If there's anything I like as much as old films and primal, anachronistic combat, it's playing oldhead despite being in my 30s (I also wanna relive the year I was 23 -- at least those parts of it that went down in The Collective in the Meatpacking, before the location turned into Bagatelle -- but we can discuss my desire for a do-over decade another day; I will add, however, that one of my best experiences there involved convincing a Brazilian woman to let me join a party she was attending by naming most of the top-flight soccer clubs in her home country -- go Botafogo go!).
So after facing Oscar Valdez on ESPN last night, Italian non-stallion Carmine Tommasone proposed to his wife in the ring. Beautiful little moment after Tommasone's defeat -- but I've already seen it.
Four years ago, I went to a Salita-promoted card at NYC's Webster Hall with a then-Wall Street Journal columnist.

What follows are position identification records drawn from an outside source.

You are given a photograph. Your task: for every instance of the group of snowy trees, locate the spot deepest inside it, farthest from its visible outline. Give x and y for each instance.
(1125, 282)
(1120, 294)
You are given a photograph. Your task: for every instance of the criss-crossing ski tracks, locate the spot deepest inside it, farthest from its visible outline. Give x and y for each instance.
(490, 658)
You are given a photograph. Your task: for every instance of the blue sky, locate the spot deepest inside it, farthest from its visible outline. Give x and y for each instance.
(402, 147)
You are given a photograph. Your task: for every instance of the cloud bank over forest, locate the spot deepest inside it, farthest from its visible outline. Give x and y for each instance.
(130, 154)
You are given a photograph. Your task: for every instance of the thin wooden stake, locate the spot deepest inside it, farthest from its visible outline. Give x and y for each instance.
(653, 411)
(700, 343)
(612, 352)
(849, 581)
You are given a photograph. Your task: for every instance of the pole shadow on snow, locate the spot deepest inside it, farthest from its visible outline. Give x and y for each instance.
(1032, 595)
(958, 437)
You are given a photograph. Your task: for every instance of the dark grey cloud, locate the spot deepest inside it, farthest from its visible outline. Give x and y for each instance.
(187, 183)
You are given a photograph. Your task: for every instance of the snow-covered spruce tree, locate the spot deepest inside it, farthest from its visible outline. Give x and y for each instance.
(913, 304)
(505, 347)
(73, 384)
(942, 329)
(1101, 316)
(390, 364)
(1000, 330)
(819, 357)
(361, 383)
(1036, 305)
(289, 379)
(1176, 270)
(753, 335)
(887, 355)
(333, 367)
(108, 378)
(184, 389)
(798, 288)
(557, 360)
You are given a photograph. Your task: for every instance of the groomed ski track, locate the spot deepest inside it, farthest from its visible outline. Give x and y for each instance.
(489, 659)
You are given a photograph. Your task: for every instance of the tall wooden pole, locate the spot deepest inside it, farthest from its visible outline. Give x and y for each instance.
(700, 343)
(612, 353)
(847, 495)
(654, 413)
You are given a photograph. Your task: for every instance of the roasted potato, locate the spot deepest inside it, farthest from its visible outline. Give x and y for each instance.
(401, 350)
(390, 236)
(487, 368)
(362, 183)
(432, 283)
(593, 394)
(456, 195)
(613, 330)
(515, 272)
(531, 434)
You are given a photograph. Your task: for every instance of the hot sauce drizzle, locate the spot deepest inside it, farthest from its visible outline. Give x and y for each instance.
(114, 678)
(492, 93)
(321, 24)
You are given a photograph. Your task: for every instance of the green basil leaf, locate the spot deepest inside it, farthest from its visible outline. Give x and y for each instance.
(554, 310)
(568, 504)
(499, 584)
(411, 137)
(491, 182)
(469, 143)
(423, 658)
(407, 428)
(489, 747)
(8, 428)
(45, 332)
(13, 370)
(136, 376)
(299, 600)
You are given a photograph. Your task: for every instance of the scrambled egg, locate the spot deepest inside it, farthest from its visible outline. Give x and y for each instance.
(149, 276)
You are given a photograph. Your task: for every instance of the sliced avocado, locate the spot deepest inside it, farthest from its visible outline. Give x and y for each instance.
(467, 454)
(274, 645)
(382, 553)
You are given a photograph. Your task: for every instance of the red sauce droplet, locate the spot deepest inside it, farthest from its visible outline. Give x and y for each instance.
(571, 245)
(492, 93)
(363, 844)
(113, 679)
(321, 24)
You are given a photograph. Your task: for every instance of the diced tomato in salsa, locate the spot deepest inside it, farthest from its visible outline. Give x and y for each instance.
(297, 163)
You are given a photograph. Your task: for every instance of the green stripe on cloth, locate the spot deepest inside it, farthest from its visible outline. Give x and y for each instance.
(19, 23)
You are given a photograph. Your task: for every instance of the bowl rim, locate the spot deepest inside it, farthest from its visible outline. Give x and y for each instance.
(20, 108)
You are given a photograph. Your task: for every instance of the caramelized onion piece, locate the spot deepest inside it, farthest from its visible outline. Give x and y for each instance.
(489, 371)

The fights stunk -- wasn't Dmitriy's fault --he didn't have the financial backers yet to own a stake in Big Baby or Claressa Shields.
The WSJ writer split early. I stayed till the bitter end, a main event featuring a part-time pizza-maker named Floriano Pagliara -- a super-featherweight from Tuscany without power or speed who managed a win because his opposition was even worse. It was Pagliara's second-to-last fight. Afterward, he drew Stefania Fuselli into the ring and dropped to one knee.
More amazing than her "yes" was the length of their relationship -- they'd been dating for 11 years. Equally notable: the very ominous (almost stereotypically sitcom-Italian) way Floriano characterized the long courtship: "We have spent happy moments, others stormy, especially in recent times."
Perhaps he was alluding to his suspension in Italy for having taken a banned diuretic. In any event, ESPN's announcers last night wondered where Tommasone had the ring. Can't speak for him, but Pagliaria hid his in a baby carrier.